Lady Ice is a 1973 American crime film directed by Tom Gries, and starring Donald Sutherland, Jennifer O'Neill and Robert Duvall. The story concerns an insurance investigator who becomes involved with a wealthy young woman he suspects of fencing stolen jewelry.

==Plot==

In a Miami hotel room, insurance agent Andy Hammon surprises Tony Lacava, a jewelry fence, at gunpoint and retrieves a diamond necklace that Lacava had concealed under his clothes.

While working at a garage, Hammon encounters Paula Booth, a wealthy young woman who leaves her car to be repaired. He makes a lewd comment toward Paula and is summoned to see the garage owner, Booth's father, who fires him. Hammon steals Paula's car and she pursues him until she loses him at a draw bridge. Later, at her home, Paula encounters Hammon again, who presents himself as criminal and proposes a partnership. Hammon later shows her the necklace that he took from Lacava. Paula reports the encounter to her father.

Department of Justice official Ford Pierce shows Hammon the body of Lacava, who has been killed, and reveals that Paula, her father Paul and their partner Eddie are all under investigation as Booth senior has a large amount of unexplained wealth. Eddie tells Paula he thinks Hammon is a threat to a future deal worth $3 million and suggests killing him, but Paula protests. Hammon is attacked in his home by the thugs who killed Lacava, but they leave when Paula arrives. Hammon reveals to Paula that he is an insurance investigator from Chicago and he knows that a further shipment of jewelry is arriving soon.

In Chicago, a jewelry store is robbed. Pierce and his agents separately follow Eddie and Paula but lose both of them. Hammon, however, successfully follows Paula to a meeting with Eddie and the Chicago robbers, where they buy the stolen jewelry, and eventually to Nassau. Hammon meets with Paula and her contact, Brinker, and offers them $500,000 for the jewels. Hammon deduces that the stolen gems are being recut and sold as new jewelry items. Brinker collects the jewelry, but he is robbed by a gang hired by Hammon and claims the insurance money for the jewels.
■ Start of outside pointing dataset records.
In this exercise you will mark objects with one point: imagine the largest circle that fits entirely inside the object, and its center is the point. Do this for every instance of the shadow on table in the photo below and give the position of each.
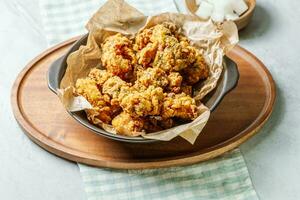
(269, 129)
(258, 26)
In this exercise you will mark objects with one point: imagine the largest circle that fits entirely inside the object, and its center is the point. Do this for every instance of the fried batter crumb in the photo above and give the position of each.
(125, 124)
(179, 105)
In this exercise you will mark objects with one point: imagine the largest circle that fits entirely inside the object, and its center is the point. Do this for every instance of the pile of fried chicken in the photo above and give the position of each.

Hammon's employers meet him in the Bahamas and tell him to obtain a signed statement from Paula, stating that the recut jewels are the same as the stolen ones. Hammon meets Paula to negotiate the deal and offers her $600,000 and immunity from prosecution. Paula accepts, and they depart to retrieve the jewels but Eddie arrives and takes them for himself. The police pursue Eddie as Hammon and Paula look on.

==Cast==
- Donald Sutherland as Andy Hammon
- Jennifer O'Neill as Paula Booth
- Robert Duvall as Ford Pierce
- Patrick Magee as Mr. Booth
- Jon Cypher as Eddie
- Eric Braeden as Brinker
- Perry Lopez as Carlos

==Production==
The movie was made by a company called Tomorrow Entertainment, a subsidiary of General Electric. Tomorrow specialised in television production but had moved into features with Lady Caroline Lamb.
The film was based on an original script by Alan Trustman called The Master. Richard Colla was the first director announced.

Terrence Malick wrote a version of the script. His agent, Mike Medavoy, sold for $50,000 to help finance his first film, Badlands. Malick chose to go uncredited on Lady Ice.

George Lucas was offered the chance to direct but he turned it down in favor of focusing on finding a studio for American Graffiti.

Filming started in Miami with Donald Sutherland and Susan George in the leads. Filming was chaotic. The first director was fired. A second director was brought on - original choice of Harrison Starr, the producer - but he insisted on stopping the production and rewriting the script which Tomorrow refused to do so so he quit. $500,000 was spent before the film was shut down. Tom Gries said he read the script Friday, agreed to do it Saturday and flew to Miami to work on Monday. Filming started two days later. Gries replaced the original female lead Susan George with Jennifer O'Neill.

The original budget was $1.5 million but it blew out to $3 million.

==Reception==
Leonard Maltin awarded the film two stars.